Main
thrust missed
From Francis T Seow, Singapore's former solicitor
general and past president of the Law Society.
AMBASSADOR Chan Heng Chee's reply (NYT June 12) missed the main thrust of William Safire's op-ed essay, The Misrule of Law (NYT June 1) and the same paper's editorial, Singapore Justice (NYT June 5): Singapore's compliant court system, or how high do judges jump when Lee Kuan sues.
Most of the informed world knows the Singapore judiciary is anything but independent of the executive when it comes to Lee Kuan Yew's political vendettas against dissidents. The reason for it is not far to seek.
He approves the appointment of judges, as, indeed, every member of the cabinet, permanent secretaries and persons heading important branches of government, including even the top positions in the trade union congress.
And why doesn't Lee have peers who might pick a bone with him? Because he has managed to ease out all his contemporaries in the name of political self-renewal, save himself!
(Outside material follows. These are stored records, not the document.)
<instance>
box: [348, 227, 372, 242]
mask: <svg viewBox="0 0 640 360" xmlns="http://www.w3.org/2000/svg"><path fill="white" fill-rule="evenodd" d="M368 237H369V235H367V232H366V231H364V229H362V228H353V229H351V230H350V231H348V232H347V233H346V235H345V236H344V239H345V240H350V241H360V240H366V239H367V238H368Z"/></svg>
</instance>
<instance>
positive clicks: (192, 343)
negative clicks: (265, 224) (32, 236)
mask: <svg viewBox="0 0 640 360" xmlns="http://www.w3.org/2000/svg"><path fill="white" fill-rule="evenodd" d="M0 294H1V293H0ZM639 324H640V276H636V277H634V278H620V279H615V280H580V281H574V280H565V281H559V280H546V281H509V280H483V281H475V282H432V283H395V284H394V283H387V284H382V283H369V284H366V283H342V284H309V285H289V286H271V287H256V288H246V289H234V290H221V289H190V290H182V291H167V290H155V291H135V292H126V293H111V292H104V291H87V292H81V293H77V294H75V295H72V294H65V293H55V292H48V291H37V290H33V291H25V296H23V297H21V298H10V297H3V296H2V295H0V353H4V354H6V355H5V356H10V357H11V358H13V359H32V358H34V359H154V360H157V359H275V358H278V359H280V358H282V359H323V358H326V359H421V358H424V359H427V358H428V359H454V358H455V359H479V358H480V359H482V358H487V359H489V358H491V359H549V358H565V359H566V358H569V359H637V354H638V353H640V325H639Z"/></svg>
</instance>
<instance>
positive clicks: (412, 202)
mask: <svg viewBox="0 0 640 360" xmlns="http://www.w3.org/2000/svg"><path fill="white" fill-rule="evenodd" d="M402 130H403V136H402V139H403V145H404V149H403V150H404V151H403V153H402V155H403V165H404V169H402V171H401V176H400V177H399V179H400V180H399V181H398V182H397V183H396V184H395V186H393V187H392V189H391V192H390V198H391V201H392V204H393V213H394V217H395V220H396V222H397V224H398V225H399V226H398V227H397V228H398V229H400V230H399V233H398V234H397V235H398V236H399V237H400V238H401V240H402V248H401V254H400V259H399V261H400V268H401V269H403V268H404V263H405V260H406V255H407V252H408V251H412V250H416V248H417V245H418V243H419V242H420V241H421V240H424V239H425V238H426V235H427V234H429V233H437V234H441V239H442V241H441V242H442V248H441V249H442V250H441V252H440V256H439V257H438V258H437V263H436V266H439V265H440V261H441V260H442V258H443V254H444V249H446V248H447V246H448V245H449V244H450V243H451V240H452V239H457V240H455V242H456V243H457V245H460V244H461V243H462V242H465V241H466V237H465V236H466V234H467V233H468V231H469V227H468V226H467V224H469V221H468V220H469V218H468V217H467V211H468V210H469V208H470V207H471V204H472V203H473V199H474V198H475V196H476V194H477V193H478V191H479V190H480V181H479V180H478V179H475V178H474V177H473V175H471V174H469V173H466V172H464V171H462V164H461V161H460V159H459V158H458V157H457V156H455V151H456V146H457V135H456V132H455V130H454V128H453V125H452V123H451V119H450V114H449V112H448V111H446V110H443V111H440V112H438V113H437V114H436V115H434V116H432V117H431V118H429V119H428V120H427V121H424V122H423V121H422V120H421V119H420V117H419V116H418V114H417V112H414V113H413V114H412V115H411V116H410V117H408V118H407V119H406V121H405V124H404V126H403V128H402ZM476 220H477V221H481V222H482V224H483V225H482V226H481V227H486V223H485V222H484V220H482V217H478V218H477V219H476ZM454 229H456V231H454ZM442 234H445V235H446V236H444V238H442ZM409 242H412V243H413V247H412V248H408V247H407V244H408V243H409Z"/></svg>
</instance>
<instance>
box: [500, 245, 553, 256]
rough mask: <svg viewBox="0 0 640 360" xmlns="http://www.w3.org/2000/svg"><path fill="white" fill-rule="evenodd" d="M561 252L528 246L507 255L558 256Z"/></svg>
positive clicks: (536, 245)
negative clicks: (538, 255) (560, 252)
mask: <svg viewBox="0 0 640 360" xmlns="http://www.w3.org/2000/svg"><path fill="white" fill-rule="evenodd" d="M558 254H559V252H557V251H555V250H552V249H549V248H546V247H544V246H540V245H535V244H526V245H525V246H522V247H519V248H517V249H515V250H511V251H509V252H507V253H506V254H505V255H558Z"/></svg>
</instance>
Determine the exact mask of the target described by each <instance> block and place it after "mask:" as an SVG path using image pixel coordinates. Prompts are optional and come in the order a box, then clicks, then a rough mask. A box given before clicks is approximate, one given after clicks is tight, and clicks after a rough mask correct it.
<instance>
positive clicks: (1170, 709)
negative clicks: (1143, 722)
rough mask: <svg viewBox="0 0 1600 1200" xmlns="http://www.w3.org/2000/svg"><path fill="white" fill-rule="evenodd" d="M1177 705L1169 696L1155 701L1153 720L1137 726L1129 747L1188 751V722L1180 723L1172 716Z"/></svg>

Ambassador Chan would do well not to ply readers with quite ineffectual bromides. They lulled nobody into complacency.
The brutal fact is that Singapore stands very low in international esteem today for its fundamental failure to present itself as a credible democracy.
Finally, Lee's -- and his court's -- meretricious indignation at opposition candidate Tang Liang Hong for being "a Chinese chauvinist" sounds incredible to Southeast Asian ears, stemming as it does from a man who is himself regarded by many in Asean as the leading Chinese chauvinist in that largely Malay region.
His regular sucking up to China, his division of Singapore into a Confucian majority and non-Confucians minorities, have not gone unnoticed by Singapore's neighbours in Southeast Asia.
Such are some of the crucially unsettling factors which have entered the geopolitical calculations of the powers-that-be in Southeast Asia.
Lee's egomaniac postures will one day, of a certainty, come home to roost, to the grave detriment of the security and well-being of Singapore and Singaporeans.